ANALYSIS AND MODELING OF DICLOFENAC SODIUM RELEASE KINETICS FROM HPMC TABLETS
Multi-scale and/or multi-disciplinary approach to process-product innovation
Controlled Release of the Active Ingredient: Mechanisms, Devices & Analysis (T3-2)
Keywords: controlled release of drug, hydrogels, diclofenac sodium, swelling, diffusion.
Anna Angela Barba1*, Matteo d’Amore1, Gaetano Lamberti2,
1Dipartimento di Scienze Farmaceutiche, Università di Salerno,
2 Dipartimento di Ingegneria Chimica e Alimentare, Università di Salerno,
Via Ponte Don Melillo - 84084 Fisciano (SA) ITALY
*aabarba@unisa.it - tel. +39 089969240 fax +39 089969602
Controlled drug delivery is a key topic in pharmacology and many researchers all over the world are currently involved in related studies. The behaviors of pharmaceutical systems are dominated by mass transport phenomena, which can be described by methodologies typical of chemical and processes engineering. The proper description of these systems is very important in pharmaceutical systems design and drug delivery testing.
In this work the release kinetics of DS (diclofenac sodium, a NSAID, non-steroidal anti-inflammatory drug) from tablets made of DF and of HPMC (hydroxypropylmethylcellulose, an hydrogels which swells in presence of water or physiological fluids) was investigated. Tablets were made by compressing HPMC and DS powders, previously weighted and mixed in the ratio 67% HPMC / 33% DF, with a tabletting machine having a 13 mm flat-faced punch, applying a force of 50 kN for 5 minutes. All tablets, shaped as discs, were 13 mm in diameter and up to 2 mm in thickness and were made up of 300 mg of HPMC/DF mixture.

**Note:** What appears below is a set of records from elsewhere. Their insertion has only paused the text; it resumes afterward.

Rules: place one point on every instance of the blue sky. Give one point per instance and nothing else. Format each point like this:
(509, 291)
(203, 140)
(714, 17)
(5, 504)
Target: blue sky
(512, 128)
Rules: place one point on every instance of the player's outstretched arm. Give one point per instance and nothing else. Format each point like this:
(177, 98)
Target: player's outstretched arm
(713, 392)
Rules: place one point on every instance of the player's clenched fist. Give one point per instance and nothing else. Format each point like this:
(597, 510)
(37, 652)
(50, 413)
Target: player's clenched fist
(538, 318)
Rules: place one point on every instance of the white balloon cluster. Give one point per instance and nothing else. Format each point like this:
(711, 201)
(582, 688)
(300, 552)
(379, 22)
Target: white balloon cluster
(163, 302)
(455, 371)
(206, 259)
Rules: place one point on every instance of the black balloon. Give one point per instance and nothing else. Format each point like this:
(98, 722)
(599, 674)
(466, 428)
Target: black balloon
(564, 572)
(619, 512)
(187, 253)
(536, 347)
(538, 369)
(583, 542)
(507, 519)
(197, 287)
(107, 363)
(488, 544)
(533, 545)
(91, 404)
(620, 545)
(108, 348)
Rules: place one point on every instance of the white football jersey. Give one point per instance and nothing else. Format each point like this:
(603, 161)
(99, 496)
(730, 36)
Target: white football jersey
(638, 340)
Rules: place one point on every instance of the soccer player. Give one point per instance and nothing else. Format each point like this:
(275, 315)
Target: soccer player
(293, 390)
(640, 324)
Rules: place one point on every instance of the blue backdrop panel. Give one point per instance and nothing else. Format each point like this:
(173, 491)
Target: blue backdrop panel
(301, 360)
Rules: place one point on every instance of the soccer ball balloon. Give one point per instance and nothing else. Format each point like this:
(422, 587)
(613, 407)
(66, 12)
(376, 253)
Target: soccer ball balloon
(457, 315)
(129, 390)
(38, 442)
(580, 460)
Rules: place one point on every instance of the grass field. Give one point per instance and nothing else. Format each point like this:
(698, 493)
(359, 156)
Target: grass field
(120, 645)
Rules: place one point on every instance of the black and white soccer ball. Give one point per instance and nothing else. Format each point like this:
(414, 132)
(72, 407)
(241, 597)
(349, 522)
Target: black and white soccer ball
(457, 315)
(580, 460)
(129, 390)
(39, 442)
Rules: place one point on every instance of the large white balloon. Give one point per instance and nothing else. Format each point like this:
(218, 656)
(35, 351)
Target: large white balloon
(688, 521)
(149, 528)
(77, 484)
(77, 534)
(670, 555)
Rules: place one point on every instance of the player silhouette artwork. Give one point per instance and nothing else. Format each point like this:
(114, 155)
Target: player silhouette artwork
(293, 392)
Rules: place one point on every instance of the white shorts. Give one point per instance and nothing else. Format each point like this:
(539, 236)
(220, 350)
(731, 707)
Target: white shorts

The tablets were dissolved in USP XXVIII apparatus 2, (AT7 Smart, Sotax). Each tablet was immersed in 900 mL of distilled water kept at 37°C, mixed by paddle rotating at 100 rpm. At given time intervals, the DS concentration in each vessel was assayed by an UV-visible spectrophotometer (Lambda 25, Perkin Elmer) working at a wavelength of 275 nm. The dissolution apparatus and the spectrophotometer were connected by a peristaltic pump, which avoids the need for periodic withdrawn/replacements of sample from the vessels. Furthermore, at a given time, tablets were extracted from the vessels, carefully weighed, dried, weighed once more and completely dissolved in distilled water to assay the unreleased drug. Thus, the traditional release profile was obtained in term of fractional release versus time, and also the polymer, the drug and the water mass in the swelling device were determined as functions of time.
These last data (the masses evolutions) served as basis for the tuning of a physical model able to describe the water up-take by diffusion in the tablet, the swelling of the system, the drug diffusion toward the external medium (which causes the drug release) and the polymer erosion. Finally, the model was checked by comparing with the experimental release profile, showing a good agreement.
Presented Tuesday 18, 12:00 to 12:20, in session Controlled Release of the Active Ingredient: Mechanisms, Devices & Analysis (T3-2).